Most people get nervous before standing up in front of a crowd to give a speech, but knowing your audience is a bunch of teens who probably want to be somewhere else can make your nerves even worse. Motivating teens through your words can be a daunting, but it’s not as difficult as many people fear. Finding the right tone, using a little humor and touching on their interests can make all the difference.
Start with your topic, advises the University of Hawaii’s Speech Department. If you are assigned a topic to discuss, thoroughly research that topic before you begin writing your speech. If you are coming up with a topic of your own as an outline for your speech, ensure that it is something interesting and easy to follow. Find out as much as you can about it, because nothing is worse than a motivational speech in which the speaker doesn’t know what he’s motivating his audience about.

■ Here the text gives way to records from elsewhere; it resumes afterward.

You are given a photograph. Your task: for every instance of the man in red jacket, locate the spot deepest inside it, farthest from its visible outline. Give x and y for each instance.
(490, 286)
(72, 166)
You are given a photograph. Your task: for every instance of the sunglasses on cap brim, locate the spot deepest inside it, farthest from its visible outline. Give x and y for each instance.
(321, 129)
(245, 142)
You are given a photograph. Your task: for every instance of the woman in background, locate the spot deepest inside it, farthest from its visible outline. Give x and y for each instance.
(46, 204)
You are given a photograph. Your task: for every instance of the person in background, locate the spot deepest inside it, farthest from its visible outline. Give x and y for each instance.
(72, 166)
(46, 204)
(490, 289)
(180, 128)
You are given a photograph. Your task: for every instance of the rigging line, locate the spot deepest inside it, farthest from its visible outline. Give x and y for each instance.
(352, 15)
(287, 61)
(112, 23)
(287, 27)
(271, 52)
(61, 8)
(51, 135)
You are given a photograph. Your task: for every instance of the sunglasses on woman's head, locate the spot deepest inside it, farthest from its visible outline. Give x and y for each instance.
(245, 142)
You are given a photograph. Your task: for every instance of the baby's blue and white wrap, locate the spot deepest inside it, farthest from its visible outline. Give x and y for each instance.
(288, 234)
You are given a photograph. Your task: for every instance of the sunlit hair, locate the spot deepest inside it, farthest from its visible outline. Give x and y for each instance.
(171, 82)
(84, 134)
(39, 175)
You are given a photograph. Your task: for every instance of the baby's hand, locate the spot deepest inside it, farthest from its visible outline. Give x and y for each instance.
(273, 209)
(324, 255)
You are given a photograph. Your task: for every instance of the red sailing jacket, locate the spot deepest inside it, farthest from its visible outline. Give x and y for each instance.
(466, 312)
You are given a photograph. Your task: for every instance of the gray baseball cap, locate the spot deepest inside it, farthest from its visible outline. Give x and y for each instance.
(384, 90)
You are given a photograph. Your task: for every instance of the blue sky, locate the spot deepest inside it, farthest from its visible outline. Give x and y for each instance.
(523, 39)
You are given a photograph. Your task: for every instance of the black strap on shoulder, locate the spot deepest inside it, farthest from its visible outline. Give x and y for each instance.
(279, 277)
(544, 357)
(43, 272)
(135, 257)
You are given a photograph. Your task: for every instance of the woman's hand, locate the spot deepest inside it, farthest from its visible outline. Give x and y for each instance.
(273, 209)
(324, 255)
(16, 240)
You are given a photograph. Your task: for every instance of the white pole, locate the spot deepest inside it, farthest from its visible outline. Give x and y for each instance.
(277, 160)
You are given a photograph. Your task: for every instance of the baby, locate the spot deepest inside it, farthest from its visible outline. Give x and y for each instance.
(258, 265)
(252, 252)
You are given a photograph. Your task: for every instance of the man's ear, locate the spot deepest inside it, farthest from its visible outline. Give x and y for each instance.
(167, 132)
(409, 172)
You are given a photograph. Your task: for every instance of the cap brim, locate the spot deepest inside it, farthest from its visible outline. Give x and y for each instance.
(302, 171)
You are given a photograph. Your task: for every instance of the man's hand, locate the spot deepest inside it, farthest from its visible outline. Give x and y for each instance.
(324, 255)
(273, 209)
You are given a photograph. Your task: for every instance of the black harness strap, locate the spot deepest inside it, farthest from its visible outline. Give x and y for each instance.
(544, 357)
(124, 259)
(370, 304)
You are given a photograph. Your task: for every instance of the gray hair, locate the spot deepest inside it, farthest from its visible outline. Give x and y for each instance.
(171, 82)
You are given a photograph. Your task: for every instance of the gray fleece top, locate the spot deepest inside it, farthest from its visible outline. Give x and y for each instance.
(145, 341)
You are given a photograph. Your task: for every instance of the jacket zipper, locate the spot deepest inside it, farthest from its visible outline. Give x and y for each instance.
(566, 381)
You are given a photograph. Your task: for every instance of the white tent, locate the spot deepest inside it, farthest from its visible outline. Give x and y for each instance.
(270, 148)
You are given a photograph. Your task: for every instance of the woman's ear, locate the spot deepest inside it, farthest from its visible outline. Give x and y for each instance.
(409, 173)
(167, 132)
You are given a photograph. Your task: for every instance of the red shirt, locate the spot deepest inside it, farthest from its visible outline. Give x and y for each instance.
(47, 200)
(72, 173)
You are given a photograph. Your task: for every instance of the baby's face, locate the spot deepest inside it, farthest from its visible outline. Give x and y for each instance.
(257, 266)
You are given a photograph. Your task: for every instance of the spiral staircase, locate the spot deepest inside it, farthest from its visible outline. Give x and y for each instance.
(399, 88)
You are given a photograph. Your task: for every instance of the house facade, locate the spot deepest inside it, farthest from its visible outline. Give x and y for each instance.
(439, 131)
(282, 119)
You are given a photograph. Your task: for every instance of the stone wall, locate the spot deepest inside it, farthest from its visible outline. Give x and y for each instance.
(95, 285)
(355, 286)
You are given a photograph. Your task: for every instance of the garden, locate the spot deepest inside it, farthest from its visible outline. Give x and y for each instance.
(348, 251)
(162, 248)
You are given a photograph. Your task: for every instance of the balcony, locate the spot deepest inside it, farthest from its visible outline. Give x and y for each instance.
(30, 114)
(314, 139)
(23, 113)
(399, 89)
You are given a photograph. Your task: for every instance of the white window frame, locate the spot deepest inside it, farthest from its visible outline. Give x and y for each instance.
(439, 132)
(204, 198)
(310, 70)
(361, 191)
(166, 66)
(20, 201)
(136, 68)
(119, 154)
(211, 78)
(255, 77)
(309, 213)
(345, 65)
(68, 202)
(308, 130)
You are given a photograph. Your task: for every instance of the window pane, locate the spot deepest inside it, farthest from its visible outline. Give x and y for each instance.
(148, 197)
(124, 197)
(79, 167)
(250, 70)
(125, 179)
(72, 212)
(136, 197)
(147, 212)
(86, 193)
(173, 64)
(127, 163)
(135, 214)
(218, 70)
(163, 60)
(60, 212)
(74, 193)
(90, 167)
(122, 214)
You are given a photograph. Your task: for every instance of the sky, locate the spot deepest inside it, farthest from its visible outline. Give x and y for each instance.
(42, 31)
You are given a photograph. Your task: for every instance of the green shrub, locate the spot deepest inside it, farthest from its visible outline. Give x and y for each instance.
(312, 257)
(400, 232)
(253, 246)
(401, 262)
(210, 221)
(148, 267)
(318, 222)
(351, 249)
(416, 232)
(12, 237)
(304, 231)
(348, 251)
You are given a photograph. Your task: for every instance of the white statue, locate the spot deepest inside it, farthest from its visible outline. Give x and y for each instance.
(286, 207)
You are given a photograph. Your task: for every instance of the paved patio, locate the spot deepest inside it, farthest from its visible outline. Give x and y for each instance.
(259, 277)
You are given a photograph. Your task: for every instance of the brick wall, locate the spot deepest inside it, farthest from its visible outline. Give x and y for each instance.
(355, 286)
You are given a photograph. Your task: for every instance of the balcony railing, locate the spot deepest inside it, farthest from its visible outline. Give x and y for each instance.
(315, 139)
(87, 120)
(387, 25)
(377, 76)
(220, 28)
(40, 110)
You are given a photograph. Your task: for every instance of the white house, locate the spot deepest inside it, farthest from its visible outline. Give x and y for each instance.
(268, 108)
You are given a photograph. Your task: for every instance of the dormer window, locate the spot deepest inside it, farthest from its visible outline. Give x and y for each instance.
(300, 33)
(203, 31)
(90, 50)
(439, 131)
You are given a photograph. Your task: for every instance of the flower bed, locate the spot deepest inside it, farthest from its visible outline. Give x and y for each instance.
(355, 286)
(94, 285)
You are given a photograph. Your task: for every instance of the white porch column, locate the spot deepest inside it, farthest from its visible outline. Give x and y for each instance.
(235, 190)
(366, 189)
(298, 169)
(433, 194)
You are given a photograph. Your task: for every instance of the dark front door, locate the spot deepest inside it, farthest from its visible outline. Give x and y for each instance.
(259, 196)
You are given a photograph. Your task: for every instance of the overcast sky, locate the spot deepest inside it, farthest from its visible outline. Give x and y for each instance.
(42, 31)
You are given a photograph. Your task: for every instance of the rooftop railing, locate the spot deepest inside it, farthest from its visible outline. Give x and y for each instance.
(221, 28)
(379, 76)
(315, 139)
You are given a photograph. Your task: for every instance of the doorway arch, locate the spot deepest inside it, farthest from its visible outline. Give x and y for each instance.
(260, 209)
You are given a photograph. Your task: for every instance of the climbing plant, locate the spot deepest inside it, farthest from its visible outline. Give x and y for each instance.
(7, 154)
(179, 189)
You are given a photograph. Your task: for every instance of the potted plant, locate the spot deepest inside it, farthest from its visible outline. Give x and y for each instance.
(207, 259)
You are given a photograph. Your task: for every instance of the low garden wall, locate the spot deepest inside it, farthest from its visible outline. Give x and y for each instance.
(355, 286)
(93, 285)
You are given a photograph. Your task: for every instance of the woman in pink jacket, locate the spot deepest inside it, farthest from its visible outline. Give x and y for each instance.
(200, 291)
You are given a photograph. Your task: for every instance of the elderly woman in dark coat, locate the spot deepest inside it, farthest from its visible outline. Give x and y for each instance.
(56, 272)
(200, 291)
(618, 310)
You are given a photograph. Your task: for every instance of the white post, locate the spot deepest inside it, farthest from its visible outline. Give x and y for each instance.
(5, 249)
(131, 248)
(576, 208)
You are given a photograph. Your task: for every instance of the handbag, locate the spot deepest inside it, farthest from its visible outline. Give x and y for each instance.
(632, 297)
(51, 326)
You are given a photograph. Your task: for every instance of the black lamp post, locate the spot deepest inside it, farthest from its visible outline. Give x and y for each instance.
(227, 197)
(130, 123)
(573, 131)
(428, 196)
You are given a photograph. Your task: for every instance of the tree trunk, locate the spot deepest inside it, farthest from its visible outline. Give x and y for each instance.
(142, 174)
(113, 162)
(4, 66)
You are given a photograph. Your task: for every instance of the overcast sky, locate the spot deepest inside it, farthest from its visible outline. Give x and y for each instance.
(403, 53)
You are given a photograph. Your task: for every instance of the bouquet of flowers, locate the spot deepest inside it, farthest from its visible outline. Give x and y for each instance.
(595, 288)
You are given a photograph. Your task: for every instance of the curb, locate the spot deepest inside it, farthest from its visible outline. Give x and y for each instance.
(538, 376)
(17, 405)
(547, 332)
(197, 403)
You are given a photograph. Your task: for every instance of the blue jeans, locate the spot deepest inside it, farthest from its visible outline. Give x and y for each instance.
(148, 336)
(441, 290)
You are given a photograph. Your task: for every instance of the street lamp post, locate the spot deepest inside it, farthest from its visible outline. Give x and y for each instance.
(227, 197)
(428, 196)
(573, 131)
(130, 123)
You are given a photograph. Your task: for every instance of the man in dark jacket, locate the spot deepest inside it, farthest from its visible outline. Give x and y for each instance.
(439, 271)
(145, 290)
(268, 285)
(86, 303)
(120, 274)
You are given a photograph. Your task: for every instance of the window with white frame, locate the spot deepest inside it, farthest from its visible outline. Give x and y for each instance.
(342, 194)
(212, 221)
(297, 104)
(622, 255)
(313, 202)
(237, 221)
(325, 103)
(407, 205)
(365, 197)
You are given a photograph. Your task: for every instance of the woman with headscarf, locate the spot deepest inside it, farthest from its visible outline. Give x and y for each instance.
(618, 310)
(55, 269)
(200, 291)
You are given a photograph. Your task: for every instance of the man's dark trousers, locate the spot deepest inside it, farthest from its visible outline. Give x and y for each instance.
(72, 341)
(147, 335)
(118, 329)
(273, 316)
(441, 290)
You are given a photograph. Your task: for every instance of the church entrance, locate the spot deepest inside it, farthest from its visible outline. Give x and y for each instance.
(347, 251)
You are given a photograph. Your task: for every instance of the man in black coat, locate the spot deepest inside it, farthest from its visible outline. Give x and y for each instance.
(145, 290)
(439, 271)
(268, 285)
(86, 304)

Consider your audience, advises Brad Montgomery, motivational speaker. What you say and how you say it depends a lot on your audience. For example, a speech about retirement will be very interesting to people approaching that age, but it won’t be interesting to a group of teens.
Create an outline. Your speech should have an introduction, a story and a conclusion. Creating an outline better enables you to organize your thoughts so you can put them into words. This way, you will be able to put elements in the order you want so your speech makes the most sense.
Rely on personal stories of motivation to help you make your point during your speech, advises Montgomery. Teens are more likely to respond to humor and interesting stories than to a long list of facts and statistics. Think back to events and emotions you experienced, especially funny or ironic experiences and use those to help you deliver your point. When you use real stories, you engage your listener and increase their ability to retain the information you are providing.
Practice your speech, advises the University of Hawaii. Practice in front of the mirror and in front of your family. Practice as often as possible so your words flow naturally. You will probably be able to keep a copy of your speech with you while you give it, but the less you have to look at your notes, the more natural your speech will sound.
Use visuals, if possible, advises Montgomery. If you are giving a motivational speech about how you made it out of a dismal childhood into a thriving and successful business career by working four jobs to pay for college, show photos of the life you used to live, your college experience and your current life. It helps your audience stay focused and retain information.
Make eye contact, smile and don't talk too fast while giving your speech. If you mess up, keep going.